Primero de enero, amanecer en Marne-la-Vallée


Entre kebab, café turco y narguilé. Aromas que se preñan en nuestras ropas para siempre. Tabaco negro que forma nubes espesas que logran mezclarse con la neblina de las primeras horas del primer día del año nuevo. Rea Florentine no vive ya aquí, el jardinero de las Tullerías se trasladó al otro lado de Paris. Tal vez no lo veré más. Aparecen los personajes fellinianos de la discoteca Balajó: elegantes, en fila india desfilan en mi Amarcord de una periferia imaginaria. Figuras grotescas, collage de Georg Grosz, lecturas de Henry Miller y modernité baudelariana. Desfilan y se ríen, duermen sueños placidos de borrachos de la medianoche del último dia del año. sufren, gozan, se desesperan. Aparecen clochard inverosímiles, salen de los caveau de la Place de la Concorde, somnolientos, apresurados, neuróticos, felices.

Danielle ya se fue, no resistió el último trago fuerte de la noche, como una reina de saba se disuelve en el misterio de su aparición. Un hada verde deglutida por un poema de Artaud. Con el último metró desvanece la noche. Resiste solo el gris parisino, la primera luz que al diluculo ofende el negro cielo de la banlieu. Alucinaciones rimbaudianas.

Último cigarrillo antes de desaparecer.

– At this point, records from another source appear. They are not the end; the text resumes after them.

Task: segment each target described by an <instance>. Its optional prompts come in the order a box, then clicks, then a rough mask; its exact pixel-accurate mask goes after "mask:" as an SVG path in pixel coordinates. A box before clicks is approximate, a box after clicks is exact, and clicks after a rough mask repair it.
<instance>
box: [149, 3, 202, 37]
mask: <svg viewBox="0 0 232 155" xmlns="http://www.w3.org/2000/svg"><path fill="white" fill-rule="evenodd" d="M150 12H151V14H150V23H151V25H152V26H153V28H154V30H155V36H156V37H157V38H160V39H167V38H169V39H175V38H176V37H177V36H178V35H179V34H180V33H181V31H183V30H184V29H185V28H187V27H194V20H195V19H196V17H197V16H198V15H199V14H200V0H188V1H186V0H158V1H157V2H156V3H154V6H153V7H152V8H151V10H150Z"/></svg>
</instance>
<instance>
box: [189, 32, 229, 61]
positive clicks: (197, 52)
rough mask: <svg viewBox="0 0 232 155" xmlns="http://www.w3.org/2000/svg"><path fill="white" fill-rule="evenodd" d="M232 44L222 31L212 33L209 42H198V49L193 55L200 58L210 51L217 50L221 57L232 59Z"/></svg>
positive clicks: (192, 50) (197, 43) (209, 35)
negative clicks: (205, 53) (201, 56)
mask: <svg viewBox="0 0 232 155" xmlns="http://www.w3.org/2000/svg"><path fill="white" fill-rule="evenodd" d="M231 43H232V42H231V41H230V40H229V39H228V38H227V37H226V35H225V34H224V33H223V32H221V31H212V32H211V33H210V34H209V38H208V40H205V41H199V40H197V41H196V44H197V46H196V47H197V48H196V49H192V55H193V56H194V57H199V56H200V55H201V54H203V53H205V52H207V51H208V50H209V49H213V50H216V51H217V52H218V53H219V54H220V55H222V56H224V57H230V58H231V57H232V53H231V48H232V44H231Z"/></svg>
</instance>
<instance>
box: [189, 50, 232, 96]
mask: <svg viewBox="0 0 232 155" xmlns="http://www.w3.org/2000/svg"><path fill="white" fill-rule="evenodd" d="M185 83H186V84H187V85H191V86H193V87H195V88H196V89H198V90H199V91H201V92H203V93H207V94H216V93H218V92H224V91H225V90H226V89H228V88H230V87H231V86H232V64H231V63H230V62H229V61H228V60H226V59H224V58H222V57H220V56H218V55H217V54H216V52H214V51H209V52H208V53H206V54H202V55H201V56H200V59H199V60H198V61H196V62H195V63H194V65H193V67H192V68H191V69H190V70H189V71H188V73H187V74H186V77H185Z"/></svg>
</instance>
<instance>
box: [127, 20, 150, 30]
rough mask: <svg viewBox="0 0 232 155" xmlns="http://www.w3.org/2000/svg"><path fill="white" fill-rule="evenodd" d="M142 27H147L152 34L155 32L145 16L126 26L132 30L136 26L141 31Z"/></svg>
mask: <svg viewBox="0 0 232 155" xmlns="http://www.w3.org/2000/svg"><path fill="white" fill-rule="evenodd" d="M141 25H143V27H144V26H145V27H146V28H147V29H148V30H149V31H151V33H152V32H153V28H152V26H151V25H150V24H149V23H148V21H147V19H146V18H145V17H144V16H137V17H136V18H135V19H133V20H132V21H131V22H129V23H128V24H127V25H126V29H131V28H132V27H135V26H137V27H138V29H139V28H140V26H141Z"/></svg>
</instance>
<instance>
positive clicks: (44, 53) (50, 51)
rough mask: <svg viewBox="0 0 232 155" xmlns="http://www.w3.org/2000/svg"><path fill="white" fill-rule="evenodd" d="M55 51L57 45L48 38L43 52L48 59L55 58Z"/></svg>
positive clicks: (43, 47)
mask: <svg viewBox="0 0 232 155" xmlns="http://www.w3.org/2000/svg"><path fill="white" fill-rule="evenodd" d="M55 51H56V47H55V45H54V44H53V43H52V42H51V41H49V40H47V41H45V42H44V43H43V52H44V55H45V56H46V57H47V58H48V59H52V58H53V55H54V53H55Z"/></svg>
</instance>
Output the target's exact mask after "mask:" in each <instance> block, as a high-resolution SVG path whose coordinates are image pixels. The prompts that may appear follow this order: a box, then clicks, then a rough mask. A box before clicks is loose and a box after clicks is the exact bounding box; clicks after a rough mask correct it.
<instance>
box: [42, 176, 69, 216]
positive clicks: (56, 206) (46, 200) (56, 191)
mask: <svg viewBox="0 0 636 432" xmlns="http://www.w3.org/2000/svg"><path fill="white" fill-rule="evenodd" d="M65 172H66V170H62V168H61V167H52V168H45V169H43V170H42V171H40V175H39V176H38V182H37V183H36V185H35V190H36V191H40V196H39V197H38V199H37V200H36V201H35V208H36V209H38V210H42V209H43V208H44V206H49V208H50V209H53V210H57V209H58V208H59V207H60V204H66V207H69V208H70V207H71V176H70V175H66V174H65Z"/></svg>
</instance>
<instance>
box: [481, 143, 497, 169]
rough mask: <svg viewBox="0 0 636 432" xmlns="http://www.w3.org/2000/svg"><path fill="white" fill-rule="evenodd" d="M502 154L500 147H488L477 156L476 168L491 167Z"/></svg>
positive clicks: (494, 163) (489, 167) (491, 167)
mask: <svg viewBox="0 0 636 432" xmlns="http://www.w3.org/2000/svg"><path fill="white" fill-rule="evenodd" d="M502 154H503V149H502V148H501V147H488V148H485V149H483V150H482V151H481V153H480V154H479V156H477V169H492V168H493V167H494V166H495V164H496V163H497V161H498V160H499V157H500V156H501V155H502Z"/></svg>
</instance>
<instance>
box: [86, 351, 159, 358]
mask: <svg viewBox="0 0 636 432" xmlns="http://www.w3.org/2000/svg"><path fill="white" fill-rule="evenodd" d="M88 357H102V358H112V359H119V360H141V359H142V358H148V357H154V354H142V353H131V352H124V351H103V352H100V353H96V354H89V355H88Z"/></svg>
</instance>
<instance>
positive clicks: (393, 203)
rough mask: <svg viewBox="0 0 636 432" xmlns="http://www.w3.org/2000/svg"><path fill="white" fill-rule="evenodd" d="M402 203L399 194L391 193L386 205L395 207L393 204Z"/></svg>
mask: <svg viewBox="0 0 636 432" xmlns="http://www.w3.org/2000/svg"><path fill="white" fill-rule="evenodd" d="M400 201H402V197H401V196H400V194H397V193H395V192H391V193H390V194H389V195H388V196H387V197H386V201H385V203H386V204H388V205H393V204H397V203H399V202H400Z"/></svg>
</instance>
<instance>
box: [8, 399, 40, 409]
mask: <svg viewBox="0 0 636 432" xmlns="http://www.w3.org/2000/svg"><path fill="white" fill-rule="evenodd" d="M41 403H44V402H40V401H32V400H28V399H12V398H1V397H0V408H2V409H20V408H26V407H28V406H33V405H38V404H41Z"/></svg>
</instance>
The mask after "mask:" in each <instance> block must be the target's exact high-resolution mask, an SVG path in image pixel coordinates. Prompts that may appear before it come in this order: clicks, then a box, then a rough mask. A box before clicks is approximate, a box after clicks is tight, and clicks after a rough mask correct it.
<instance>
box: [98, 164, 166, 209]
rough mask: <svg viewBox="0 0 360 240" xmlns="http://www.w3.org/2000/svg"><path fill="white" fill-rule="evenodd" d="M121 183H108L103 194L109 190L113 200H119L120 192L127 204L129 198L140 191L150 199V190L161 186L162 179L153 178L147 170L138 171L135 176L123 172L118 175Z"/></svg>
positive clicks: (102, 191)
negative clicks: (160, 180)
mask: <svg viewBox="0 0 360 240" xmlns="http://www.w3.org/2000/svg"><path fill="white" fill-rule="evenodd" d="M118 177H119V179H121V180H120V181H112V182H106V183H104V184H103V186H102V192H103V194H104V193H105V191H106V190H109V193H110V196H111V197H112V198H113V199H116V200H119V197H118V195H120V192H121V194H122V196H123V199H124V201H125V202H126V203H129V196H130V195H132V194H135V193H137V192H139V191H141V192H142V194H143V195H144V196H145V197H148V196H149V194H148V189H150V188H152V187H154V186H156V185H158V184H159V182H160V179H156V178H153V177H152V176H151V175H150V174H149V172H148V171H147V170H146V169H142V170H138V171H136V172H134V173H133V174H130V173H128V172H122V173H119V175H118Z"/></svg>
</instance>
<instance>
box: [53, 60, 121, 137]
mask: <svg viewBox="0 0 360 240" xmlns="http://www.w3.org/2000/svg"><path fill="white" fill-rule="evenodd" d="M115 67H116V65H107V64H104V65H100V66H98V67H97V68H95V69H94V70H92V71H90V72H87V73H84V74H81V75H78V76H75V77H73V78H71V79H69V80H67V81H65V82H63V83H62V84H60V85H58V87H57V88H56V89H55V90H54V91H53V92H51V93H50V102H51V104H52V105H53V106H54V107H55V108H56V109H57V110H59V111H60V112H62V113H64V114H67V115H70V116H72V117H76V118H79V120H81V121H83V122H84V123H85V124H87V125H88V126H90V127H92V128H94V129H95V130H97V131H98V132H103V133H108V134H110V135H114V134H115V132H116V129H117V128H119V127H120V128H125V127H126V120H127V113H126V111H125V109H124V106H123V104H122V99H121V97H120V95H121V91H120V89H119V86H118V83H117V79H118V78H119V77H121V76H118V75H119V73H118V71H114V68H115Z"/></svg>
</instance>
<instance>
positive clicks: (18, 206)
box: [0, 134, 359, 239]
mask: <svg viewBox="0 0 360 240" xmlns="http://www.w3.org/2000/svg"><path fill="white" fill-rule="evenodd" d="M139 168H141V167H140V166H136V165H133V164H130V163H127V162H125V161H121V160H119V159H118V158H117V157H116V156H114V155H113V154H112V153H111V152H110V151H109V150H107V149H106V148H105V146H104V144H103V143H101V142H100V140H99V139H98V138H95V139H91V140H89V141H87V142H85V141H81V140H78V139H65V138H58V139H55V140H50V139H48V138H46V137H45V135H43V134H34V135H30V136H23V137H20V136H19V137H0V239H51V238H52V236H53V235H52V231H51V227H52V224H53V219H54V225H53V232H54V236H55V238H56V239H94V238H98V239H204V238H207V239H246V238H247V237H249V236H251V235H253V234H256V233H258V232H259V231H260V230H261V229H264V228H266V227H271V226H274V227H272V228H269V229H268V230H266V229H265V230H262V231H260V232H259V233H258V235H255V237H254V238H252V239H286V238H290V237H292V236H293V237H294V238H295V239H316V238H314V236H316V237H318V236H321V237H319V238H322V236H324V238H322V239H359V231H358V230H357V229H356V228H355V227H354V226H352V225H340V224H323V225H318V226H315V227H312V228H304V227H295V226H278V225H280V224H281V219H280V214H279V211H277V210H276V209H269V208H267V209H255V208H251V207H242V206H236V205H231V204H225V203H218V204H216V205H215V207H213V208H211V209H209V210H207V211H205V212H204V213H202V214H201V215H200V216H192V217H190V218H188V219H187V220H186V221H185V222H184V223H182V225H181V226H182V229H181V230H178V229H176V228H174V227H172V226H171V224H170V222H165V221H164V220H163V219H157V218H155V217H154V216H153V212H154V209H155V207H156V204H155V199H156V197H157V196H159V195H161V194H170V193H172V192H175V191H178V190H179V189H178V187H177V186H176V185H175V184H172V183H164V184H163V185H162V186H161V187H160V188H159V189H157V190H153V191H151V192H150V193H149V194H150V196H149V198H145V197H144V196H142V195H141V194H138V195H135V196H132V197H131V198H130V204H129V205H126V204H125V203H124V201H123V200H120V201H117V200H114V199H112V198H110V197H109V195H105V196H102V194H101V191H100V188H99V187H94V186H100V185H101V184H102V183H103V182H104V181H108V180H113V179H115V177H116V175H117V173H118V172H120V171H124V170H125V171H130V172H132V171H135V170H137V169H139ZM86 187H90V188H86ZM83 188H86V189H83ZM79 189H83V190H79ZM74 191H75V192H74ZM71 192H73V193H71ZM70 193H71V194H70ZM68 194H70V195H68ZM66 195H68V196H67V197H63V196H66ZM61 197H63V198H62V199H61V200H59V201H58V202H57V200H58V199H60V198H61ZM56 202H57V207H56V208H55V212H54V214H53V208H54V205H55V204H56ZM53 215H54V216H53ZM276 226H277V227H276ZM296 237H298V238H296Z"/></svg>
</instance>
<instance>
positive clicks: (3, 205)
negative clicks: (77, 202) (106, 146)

Los amigos ya se habrán ido, “el trigrillo”, Andrés, Robert, la chicha del cartero de Montparnasse, el argelino que vendía baguette en la esquina de la Rue Oberkampf. Todos se fueron. Me quedo solo en un café de Marne-la-Vallée. Un cigarrillo más, otro café turco. Humo y melancolía para iniciar un nuevo año. Faltan ya diez años para terminar un siglo. Hoy no habrá noticias, Mitterand sigue la política de la grandeur, el mármol de Napoleón será besado por los turistas de siempre, y por los nuevos que vendrán desde Grenoble, Calais, Avignone.

Parece haberse ido el frio de diciembre, de repente, o será el Pastis de anoche. Danielle estaba borracha, la jungle que ella detesta a esta hora sigue durmiendo, la Sena sigue el fluir del tiempo, como al final de aquella gran novela de Céline. A esta hora solo rostros desesperados y felices, las luces aun encendidas del Pont des Arts que imagino aun repleto de sueños e ilusiones. Un apresurado Toulouse-Lautrec que se dirige hacia su casa.

Retorno metafísico a París, como si fuera un Monsieur Teste apócrifo. Todo el fuego y toda la ebriedad que manifiesta la ciudad. Luces, colores, atmósferas surreales. Me fumo otro cigarrillo, tomo otro café turco, y me iré.